Five Things to Consider for a Successful Intelligence Team - Part 4
August 26, 2014
#4 - Don't Shy Away from Sharing
In Part 3, “Allow for Open Communication,” I talked about the need for open communication to and from the intelligence team. For this edition, I am going to go further into the necessity of communication, but from a sharing perspective; yes, even outside of your own organization.
For many, the thought of giving up information surrounding detected and even successful attacks to others in the same industry, competitors included, sends up red flags. Companies don’t just give up proprietary information or intellectual data, so why would they want to share intelligence on how they are being attacked? The number one reason is because it will help your business in the long run.
Our community has already recognized the importance of sharing information, technology and ideas. Look at the many conferences that are offered, such as the annual SANS Cyber Threat Intelligence Summit or Taia Global’s Suits and Spooks collisions. In addition, there are the Information Sharing and Analysis Centers (ISAC) that concentrate on industry specific physical and cyber security threats in cooperation with federal entities. There also community sharing initiatives, such as Mandiant’s OpenIOC Framework or Mitre’s STIX, CybOX, etc… All of these are fantastic programs that go a long way in sharing data on threats, groups and actors. However, without participation, they fall short of their intended goals and do not advance the actual sharing of information.
The goal of any community sharing intelligence is to improve the dissemination of information of intelligence value to those with shared interests, as well as to corroborate and validate sources of information. As shown above, there are already communities dedicated to sharing intelligence information throughout our industry.
How to Start
One way to gain traction is to visit local Information Security get-togethers. Most areas have localized Information Systems Security Association (ISSA) chapters. These meetings are a great avenue to meet and discuss with individuals that are interested in open sharing of intelligence information. These meetings are generally scheduled monthly and feature guest speakers who present on current trends and ideas in the InfoSec community. I would recommend contacting your local chapter president with the idea of starting a local community intelligence sharing project and asking to present on the idea to gain interest.

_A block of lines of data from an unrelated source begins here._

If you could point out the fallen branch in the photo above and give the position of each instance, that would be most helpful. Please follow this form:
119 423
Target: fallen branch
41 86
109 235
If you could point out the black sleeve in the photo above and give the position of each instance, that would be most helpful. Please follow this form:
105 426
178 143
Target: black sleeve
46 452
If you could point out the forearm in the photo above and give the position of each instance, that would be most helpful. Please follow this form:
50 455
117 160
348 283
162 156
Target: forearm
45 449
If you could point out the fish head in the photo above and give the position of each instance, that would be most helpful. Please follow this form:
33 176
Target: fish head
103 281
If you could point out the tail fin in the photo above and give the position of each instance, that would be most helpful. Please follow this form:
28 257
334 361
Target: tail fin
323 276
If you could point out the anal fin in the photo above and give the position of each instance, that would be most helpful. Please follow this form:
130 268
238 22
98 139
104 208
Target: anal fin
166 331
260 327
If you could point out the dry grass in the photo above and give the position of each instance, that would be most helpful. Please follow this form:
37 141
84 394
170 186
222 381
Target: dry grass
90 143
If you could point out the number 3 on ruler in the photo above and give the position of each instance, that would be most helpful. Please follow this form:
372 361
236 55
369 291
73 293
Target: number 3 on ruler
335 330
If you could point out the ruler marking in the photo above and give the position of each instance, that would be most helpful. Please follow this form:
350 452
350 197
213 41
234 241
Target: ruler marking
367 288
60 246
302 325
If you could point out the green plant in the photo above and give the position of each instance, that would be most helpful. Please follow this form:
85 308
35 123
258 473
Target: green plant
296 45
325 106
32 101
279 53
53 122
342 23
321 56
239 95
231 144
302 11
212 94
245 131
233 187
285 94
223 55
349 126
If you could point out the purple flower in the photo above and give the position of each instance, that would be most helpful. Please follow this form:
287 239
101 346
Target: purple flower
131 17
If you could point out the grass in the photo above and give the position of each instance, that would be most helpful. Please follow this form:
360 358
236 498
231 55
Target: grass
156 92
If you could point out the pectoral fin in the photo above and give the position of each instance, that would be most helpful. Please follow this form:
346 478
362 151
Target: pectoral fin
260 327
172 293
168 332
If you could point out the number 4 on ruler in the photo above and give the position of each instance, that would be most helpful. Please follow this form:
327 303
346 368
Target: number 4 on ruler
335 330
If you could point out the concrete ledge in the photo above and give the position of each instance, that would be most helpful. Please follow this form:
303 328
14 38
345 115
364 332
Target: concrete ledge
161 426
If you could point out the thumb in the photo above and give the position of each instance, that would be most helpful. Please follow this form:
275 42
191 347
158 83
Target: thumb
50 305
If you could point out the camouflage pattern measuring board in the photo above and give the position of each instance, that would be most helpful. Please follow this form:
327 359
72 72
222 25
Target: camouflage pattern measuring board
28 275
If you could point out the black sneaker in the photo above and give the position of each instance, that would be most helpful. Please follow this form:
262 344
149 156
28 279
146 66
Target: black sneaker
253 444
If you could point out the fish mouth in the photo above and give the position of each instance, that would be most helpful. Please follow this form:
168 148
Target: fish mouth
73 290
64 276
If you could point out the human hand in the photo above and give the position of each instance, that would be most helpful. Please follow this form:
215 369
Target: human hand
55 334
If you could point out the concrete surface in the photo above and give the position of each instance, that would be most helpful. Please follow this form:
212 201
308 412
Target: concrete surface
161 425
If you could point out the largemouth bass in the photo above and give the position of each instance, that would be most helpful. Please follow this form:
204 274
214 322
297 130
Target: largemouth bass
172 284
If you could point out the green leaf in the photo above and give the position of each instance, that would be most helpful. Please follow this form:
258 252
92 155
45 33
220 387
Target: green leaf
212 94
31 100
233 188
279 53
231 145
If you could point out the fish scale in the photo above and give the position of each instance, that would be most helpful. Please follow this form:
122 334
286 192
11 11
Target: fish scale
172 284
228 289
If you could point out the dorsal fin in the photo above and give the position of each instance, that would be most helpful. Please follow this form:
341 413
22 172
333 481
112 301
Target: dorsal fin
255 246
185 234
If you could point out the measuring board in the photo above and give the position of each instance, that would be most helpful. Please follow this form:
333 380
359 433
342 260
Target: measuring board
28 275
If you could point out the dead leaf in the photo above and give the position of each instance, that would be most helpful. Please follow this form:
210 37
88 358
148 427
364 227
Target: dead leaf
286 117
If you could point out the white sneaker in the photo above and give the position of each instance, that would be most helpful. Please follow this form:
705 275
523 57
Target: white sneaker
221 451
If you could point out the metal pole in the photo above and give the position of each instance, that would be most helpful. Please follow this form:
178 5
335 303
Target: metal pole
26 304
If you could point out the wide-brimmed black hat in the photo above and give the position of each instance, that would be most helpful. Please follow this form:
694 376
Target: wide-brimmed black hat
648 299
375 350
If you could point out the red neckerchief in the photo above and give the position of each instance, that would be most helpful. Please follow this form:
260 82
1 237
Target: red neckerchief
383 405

Another way would be to sign up for a remote community of professionals, like those detailed above. From there, you can begin to gauge the type of intelligence information being shared, how it relates to your industry vertical and make connections with other users.
What to Share
The major sharing initiatives in center around Indicators of Compromise (IOC), which are artifacts observed via attacks on the network or hosts. David Blanco has put together what is referred to as the “Pyramid of Pain” when trying to deny attackers the use of IoCs during an attack, but I like to use it to show the different types of indicators that can, and should, be shared.
David Blanco's Pyramid of Pain
Sharing indicators for intelligence dissemination does not give up proprietary data from one company to another, nor does it indicate to a competitor that an attack was successful. What is important is that these indicators are specific to the malicious traffic observed within your network, and once shared and potentially corroborated with others in your vertical can lead to identification and attribution of actors or campaigns.
Another great sharing initiative should center on tools. I went in depth on DEVOPS and the need to build tools specific to your analytical needs as a staff or organization. We all know that using whiteboards, MS Excel and PowerPoint will not get the job done. Tools such as the Collective Intelligence Framework (CIF), HUBOT and LAIR support open collaboration and can be used both internally and externally.
Sharing is Caring
The bottom line is that sharing initiatives - both from a community standpoint and along industry verticals - will go a long way in keeping up with the bad guys. They’re cooperating with each other to develop new malware, find exploits and conduct multi-pronged attacks. We should, too. Those of us in this industry are very passionate about the work we do to protect the assets we are charged with so that are organizations can be effective, competitive and profitable. We should take this passion to the next level and share our gathered threat intelligence so that we can stop playing catch up with our adversaries and be more predictive in our analysis; leading the security engineers and analysts we work for and with to detect and stop the next attack that is on the horizon.